Ep 033 // How Lessons from a Service-Based Business Fueled a Passive Income Product

This week I'm pumped to welcome the founder of a service I use myself (and am obsessed with!) I've got Allison Schaaf, the founder of PrepDish, a subscription service offering handcrafted gluten-free and paleo meal plans week after week. 

 

Aside from loving PrepDish as a customer, I wanted to have Allison on the show for a very specific reason:

Her product is incredibly simple. Like, "can this actually be a business?" simple. It's a PDF.

I hope these episodes with Allison challenge you to strip away all the scary beliefs that you need to buy course after course to figure out how to launch a business. 

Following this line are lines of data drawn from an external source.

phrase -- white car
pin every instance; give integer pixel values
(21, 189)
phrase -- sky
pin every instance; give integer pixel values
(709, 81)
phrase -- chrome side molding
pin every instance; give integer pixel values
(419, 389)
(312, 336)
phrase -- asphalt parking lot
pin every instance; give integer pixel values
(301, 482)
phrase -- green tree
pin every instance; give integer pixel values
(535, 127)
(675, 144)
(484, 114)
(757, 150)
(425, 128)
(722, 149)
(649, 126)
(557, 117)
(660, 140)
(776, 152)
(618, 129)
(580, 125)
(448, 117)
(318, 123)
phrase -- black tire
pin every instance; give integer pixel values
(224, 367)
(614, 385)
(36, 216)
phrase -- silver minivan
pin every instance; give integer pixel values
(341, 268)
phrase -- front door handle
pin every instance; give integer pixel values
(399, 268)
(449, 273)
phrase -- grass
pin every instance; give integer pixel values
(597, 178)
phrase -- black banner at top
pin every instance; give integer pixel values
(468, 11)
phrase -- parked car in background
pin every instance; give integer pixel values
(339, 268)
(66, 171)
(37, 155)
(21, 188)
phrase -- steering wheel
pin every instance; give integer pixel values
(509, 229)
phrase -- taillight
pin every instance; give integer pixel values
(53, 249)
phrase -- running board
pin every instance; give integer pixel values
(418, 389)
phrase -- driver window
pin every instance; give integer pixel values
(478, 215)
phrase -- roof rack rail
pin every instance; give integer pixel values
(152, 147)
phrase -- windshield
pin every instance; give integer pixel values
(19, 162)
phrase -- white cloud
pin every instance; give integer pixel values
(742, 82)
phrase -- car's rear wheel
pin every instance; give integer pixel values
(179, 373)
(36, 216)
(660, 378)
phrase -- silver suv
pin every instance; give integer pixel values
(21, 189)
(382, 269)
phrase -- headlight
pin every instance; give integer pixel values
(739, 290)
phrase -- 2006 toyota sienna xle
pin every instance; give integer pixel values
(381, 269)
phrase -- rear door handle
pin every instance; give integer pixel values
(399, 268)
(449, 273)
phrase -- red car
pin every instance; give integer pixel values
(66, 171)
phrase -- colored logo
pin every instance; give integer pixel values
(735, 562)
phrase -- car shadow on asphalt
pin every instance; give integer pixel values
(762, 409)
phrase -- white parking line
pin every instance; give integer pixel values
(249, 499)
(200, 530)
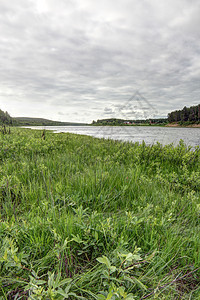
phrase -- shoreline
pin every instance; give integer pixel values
(183, 126)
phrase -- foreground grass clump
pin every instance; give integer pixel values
(86, 218)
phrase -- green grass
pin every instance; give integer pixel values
(86, 218)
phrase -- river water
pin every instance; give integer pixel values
(148, 134)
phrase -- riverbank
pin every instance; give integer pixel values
(183, 126)
(89, 218)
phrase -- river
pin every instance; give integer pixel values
(148, 134)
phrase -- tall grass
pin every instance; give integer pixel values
(86, 218)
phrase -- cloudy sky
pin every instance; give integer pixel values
(79, 60)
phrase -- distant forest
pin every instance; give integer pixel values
(187, 114)
(5, 118)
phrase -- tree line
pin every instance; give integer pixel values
(187, 114)
(5, 118)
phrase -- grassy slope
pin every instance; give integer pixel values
(68, 199)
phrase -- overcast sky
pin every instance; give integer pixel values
(79, 60)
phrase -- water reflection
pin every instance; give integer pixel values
(148, 134)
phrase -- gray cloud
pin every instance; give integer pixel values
(91, 56)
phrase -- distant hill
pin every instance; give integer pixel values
(25, 121)
(187, 114)
(122, 122)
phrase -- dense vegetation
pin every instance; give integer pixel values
(122, 122)
(86, 218)
(187, 114)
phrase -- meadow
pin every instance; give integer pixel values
(87, 218)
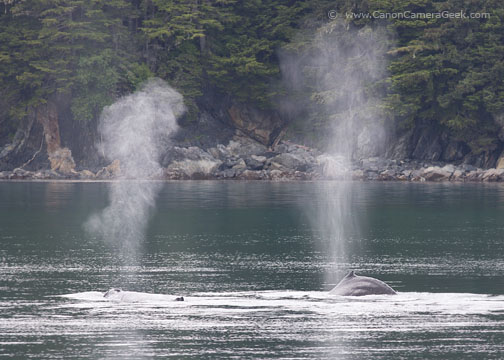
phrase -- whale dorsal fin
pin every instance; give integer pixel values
(351, 274)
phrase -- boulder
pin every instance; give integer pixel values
(491, 175)
(299, 161)
(261, 125)
(435, 173)
(370, 141)
(255, 162)
(111, 171)
(388, 175)
(62, 161)
(86, 175)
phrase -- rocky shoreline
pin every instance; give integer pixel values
(246, 159)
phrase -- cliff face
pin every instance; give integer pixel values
(49, 138)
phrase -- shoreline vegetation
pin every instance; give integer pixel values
(416, 93)
(245, 160)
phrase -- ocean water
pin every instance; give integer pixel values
(254, 273)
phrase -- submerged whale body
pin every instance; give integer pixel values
(133, 296)
(354, 285)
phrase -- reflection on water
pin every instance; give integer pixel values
(248, 264)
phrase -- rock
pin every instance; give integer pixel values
(86, 175)
(358, 174)
(387, 175)
(243, 146)
(467, 167)
(255, 162)
(435, 173)
(491, 175)
(293, 161)
(417, 175)
(454, 151)
(428, 146)
(277, 174)
(370, 141)
(458, 175)
(62, 161)
(192, 169)
(261, 125)
(401, 148)
(500, 162)
(474, 175)
(111, 171)
(20, 174)
(333, 166)
(252, 175)
(448, 168)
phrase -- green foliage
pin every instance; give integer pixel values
(444, 72)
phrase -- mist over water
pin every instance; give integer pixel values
(134, 131)
(339, 70)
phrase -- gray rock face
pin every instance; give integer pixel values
(261, 125)
(435, 173)
(294, 161)
(370, 142)
(354, 285)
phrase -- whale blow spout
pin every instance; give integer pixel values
(355, 285)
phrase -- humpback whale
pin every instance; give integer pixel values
(355, 285)
(117, 294)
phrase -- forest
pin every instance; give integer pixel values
(442, 81)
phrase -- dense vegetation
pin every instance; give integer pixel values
(444, 72)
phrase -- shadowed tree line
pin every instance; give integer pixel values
(442, 73)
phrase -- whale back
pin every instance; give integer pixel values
(355, 285)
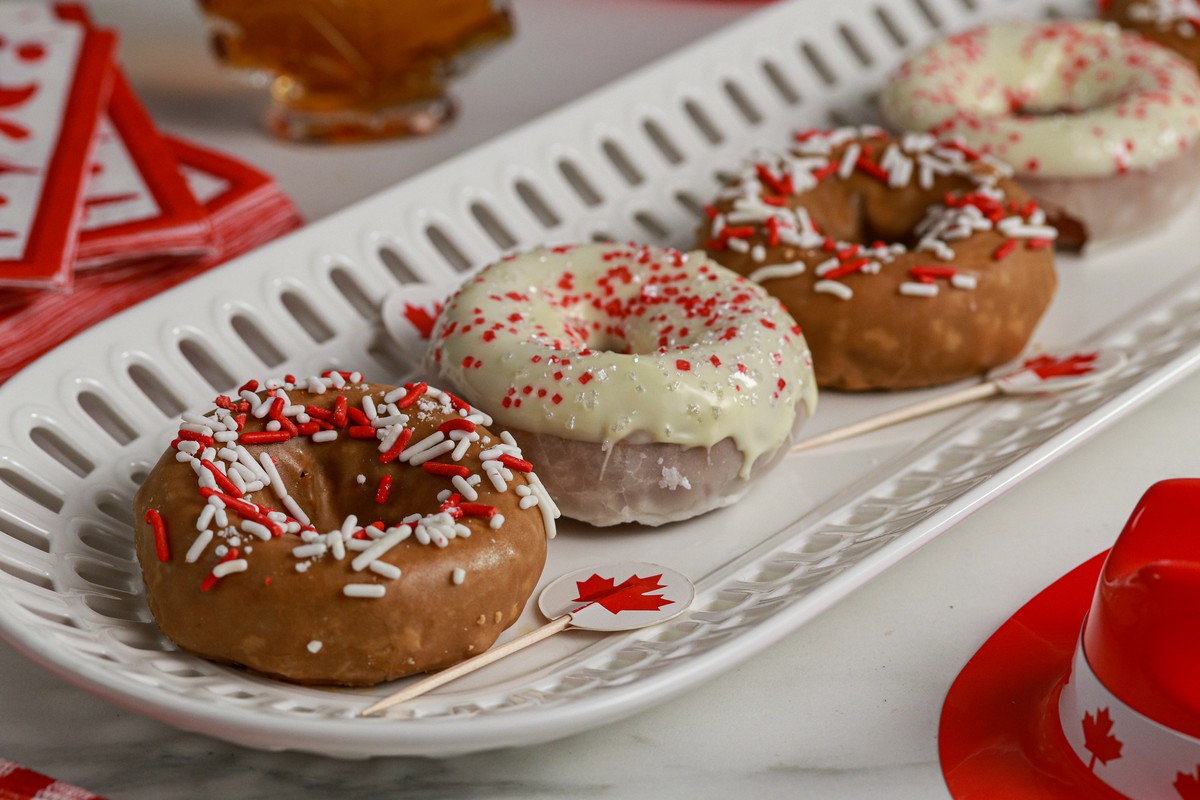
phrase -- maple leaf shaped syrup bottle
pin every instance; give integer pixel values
(1188, 785)
(1098, 738)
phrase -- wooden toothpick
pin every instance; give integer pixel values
(969, 395)
(469, 666)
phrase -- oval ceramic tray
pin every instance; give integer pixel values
(79, 428)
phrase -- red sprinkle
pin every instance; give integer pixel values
(263, 437)
(478, 510)
(191, 435)
(319, 413)
(413, 395)
(447, 470)
(161, 546)
(384, 488)
(395, 450)
(514, 463)
(340, 411)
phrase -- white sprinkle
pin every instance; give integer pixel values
(849, 160)
(364, 590)
(778, 271)
(310, 551)
(462, 445)
(834, 288)
(394, 536)
(465, 488)
(198, 545)
(913, 289)
(229, 567)
(418, 447)
(385, 569)
(429, 453)
(257, 529)
(273, 474)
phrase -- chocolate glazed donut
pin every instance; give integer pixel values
(907, 262)
(334, 531)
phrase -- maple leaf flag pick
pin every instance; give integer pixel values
(1037, 376)
(613, 597)
(409, 314)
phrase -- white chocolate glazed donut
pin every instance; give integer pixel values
(1067, 104)
(653, 384)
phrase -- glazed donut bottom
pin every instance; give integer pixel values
(641, 481)
(1096, 211)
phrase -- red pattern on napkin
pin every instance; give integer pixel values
(21, 783)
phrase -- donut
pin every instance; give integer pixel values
(909, 262)
(333, 531)
(655, 385)
(1170, 23)
(1099, 125)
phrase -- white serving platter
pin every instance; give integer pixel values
(79, 428)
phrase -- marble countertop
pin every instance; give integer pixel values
(845, 707)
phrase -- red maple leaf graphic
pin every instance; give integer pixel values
(1048, 366)
(633, 594)
(1188, 785)
(1098, 738)
(423, 319)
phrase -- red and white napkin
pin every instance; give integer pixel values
(21, 783)
(100, 210)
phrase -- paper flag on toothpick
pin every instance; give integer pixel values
(612, 597)
(408, 316)
(1036, 376)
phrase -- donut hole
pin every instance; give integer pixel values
(867, 212)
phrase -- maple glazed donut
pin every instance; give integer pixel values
(909, 262)
(649, 384)
(1099, 124)
(340, 533)
(1171, 23)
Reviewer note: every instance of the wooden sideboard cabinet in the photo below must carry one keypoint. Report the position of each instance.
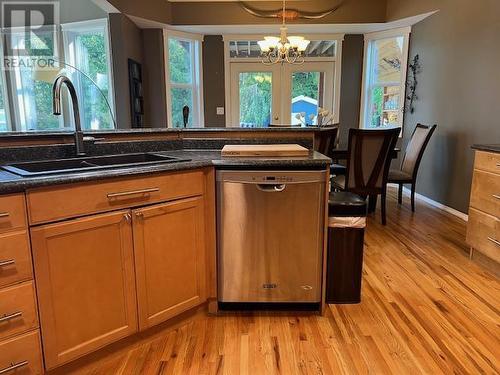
(20, 349)
(120, 256)
(86, 286)
(483, 228)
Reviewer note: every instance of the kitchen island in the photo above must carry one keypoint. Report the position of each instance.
(113, 251)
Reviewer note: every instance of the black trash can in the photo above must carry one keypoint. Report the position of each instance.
(346, 231)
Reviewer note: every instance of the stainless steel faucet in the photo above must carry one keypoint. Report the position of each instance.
(56, 105)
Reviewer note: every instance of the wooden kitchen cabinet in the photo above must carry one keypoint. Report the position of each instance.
(84, 270)
(169, 244)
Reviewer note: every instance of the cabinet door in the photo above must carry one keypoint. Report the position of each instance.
(169, 259)
(84, 271)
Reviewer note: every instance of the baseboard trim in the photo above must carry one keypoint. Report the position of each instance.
(423, 198)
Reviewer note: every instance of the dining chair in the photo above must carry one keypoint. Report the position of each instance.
(368, 162)
(327, 141)
(407, 172)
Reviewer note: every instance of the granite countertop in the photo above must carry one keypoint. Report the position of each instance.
(10, 183)
(51, 133)
(489, 148)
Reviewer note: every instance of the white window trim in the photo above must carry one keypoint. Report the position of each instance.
(370, 37)
(88, 26)
(338, 38)
(16, 115)
(196, 63)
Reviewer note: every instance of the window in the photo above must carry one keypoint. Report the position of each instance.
(86, 46)
(31, 98)
(5, 124)
(259, 95)
(386, 56)
(184, 79)
(26, 88)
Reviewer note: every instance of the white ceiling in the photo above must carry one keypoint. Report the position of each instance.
(349, 28)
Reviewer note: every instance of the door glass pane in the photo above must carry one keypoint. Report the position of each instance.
(91, 57)
(307, 97)
(255, 99)
(180, 98)
(179, 56)
(385, 106)
(244, 49)
(387, 56)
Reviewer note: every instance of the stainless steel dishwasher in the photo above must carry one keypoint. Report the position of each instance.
(270, 228)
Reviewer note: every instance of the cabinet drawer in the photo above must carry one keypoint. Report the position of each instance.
(483, 233)
(15, 258)
(485, 194)
(55, 203)
(12, 212)
(17, 309)
(487, 161)
(21, 355)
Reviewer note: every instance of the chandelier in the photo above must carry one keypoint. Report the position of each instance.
(289, 49)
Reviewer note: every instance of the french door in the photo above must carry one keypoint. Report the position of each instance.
(263, 95)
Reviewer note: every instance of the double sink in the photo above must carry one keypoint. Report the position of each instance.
(91, 163)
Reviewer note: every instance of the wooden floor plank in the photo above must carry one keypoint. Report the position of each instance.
(426, 309)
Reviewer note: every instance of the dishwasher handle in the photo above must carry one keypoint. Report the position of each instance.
(273, 188)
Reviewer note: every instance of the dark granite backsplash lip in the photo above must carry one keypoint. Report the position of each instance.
(489, 148)
(199, 158)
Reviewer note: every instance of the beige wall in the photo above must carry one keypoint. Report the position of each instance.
(155, 10)
(126, 42)
(458, 89)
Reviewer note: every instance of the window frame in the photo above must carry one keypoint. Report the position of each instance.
(337, 73)
(66, 38)
(196, 84)
(10, 79)
(5, 88)
(368, 85)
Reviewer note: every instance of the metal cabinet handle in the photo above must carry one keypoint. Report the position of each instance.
(271, 188)
(7, 262)
(13, 366)
(496, 242)
(132, 192)
(11, 316)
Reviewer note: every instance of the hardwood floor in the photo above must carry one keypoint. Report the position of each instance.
(426, 308)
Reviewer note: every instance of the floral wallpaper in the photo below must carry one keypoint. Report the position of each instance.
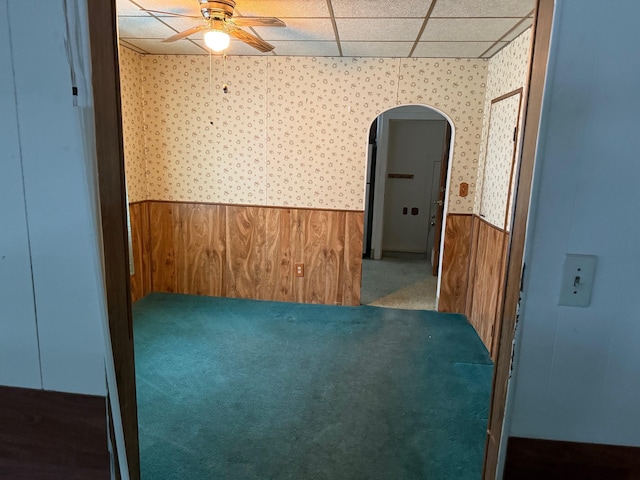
(499, 160)
(457, 88)
(202, 144)
(507, 72)
(133, 123)
(292, 131)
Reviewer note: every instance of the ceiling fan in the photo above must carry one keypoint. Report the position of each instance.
(220, 24)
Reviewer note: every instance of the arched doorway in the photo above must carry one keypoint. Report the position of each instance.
(407, 164)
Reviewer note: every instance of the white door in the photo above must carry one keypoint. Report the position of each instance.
(413, 148)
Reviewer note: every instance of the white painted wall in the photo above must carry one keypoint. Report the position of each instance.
(577, 372)
(47, 141)
(19, 356)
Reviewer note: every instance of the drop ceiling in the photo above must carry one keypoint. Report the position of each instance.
(331, 28)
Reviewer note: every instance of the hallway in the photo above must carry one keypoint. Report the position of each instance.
(403, 283)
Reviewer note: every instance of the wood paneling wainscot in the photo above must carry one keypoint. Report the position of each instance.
(486, 280)
(250, 252)
(455, 264)
(141, 278)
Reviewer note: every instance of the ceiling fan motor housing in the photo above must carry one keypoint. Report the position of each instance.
(217, 10)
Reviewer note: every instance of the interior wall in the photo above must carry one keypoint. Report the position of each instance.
(577, 369)
(19, 355)
(52, 299)
(292, 131)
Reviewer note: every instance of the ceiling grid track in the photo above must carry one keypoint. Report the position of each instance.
(501, 39)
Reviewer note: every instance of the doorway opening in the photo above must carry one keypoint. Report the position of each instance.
(406, 178)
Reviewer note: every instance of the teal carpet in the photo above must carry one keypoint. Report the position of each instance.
(241, 389)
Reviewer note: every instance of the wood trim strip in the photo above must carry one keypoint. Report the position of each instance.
(487, 222)
(540, 42)
(178, 202)
(112, 193)
(513, 163)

Allison's the master of putting the customer's needs first, and getting laser-focused on what people actually NEED (hint: it's not a crazy app or 35 module course.)

In this Courage story, we're exploring how Allison got here via her Personal Chef business. I love that Allison started out with a service-based business, and how she worked out the kinks in her workflow before launching a digital product.

Through perfecting her process in people's kitchens, she was able to create a hard-hitting digital product that nails a specific need. 

Here's what we're getting into in this episode: 

  • Getting clients: How Allison got her very first client as a personal chef (spoiler: it's not fancy) 
  • Refining your services: How to figure out what makes you unique -- and how that translates to your offering
  • Networking: How the hard work you do in the beginning may pay off later in surprising ways 
  • Idea validation: How Allison's Personal Chef business actually served as the Minimum Viable Product (MVP) for her digital product, PrepDish
  • Batching: How Allison shifted to a year-long or season-long view of her meal plans, and how she gets more done with less effort 

“I figured out what was unique for me — I was not only a chef, but I was also a dietician.”

“I just had to stop doing anything except the process that I wanted to do. I know you want me to cater your party, but I can’t — this is the one thing I want to do. It really was a decision, this is the way I do things, and I’m only going to work with clients THIS WAY.”